Może i mówienie „kocham” jest wyuczone. Ale jaka to skuteczna lekcja! Wiadomo już od dawna, jak ważna jest dla rozwoju, samopoczucia i wydajności człowieka AFIRMACJA. O ile lepiej działają pochwały niż besztanie i bluzgi. A czy istnieje piękniejszy komplement niż „kocham cię”? Żaden nie przychodzi mi do głowy. I wierzę, że człowiek, który od urodzenia słyszy takie „kocham” kilka razy dziennie, jest po prostu lepszy. To słowo niesie go w górę i do przodu. Rzeźbi zwycięzców, optymistów, ludzi uśmiechniętych jak głupi do sera i pełnych wiary w siebie.

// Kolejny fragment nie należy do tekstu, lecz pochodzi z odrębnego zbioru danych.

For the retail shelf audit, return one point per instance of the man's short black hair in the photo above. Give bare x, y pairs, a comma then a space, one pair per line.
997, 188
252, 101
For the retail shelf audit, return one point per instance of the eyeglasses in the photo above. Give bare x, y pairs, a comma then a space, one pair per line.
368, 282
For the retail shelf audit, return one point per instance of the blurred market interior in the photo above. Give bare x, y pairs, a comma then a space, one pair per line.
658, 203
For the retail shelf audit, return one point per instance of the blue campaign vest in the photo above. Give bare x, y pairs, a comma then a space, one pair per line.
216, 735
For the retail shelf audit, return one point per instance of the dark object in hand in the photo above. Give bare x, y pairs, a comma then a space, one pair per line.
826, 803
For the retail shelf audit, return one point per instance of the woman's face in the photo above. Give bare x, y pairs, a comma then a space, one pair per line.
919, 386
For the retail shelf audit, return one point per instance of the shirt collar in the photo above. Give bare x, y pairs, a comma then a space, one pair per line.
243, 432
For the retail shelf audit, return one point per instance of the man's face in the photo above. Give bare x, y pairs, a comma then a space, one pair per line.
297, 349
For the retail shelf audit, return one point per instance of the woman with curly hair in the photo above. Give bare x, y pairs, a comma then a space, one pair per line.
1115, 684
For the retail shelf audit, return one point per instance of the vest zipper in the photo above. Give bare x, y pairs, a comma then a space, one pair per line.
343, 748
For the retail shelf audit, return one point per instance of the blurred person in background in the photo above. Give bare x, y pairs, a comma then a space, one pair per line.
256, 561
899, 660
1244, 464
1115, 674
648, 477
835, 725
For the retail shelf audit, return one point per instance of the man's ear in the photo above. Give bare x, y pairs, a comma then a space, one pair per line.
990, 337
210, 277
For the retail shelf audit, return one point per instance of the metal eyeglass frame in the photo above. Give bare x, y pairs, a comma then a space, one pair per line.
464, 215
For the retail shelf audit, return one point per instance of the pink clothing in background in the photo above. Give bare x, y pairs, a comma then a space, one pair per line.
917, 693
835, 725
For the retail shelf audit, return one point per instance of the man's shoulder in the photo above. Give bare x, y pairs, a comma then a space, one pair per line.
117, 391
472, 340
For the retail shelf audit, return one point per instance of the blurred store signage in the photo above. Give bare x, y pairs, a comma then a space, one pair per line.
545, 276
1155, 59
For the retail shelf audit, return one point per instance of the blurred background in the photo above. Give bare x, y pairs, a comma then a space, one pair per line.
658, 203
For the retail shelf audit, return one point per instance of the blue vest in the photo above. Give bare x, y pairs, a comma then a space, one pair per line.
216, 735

Nie rozumiem, dlaczego w naszych uszach brzmi fałszywie, przesadnie, ckliwie. Mówimy czasem – jak się to klepie w kółko, to traci wartość, przecież on/ona i tak dobrze wie, że jego/ją kocham… Czy aby na pewno? Czy miłość jest zła? Nie sądzę. A może nie istnieje? Tego nie wiem. Uważam, że trzeba powtarzać to słowo jak katarynka, bo poprawia humor nie tylko adresatowi, ale i nadawcy. „Kocham cię” to znaczy jesteś fajna, ok, dobra, piękna, wyjątkowa, niezastąpiona, mądra, a ja też jestem super, bo cię spotkałem/am, urodziłam, mam przy sobie.
Nawet psu lepiej powiedzieć krótko i węzłowato „kocham cię!” niż „do nogi!”. Rezultat będzie identyczny, ale za to świat — o wiele piękniejszy. Czego tu się wstydzić?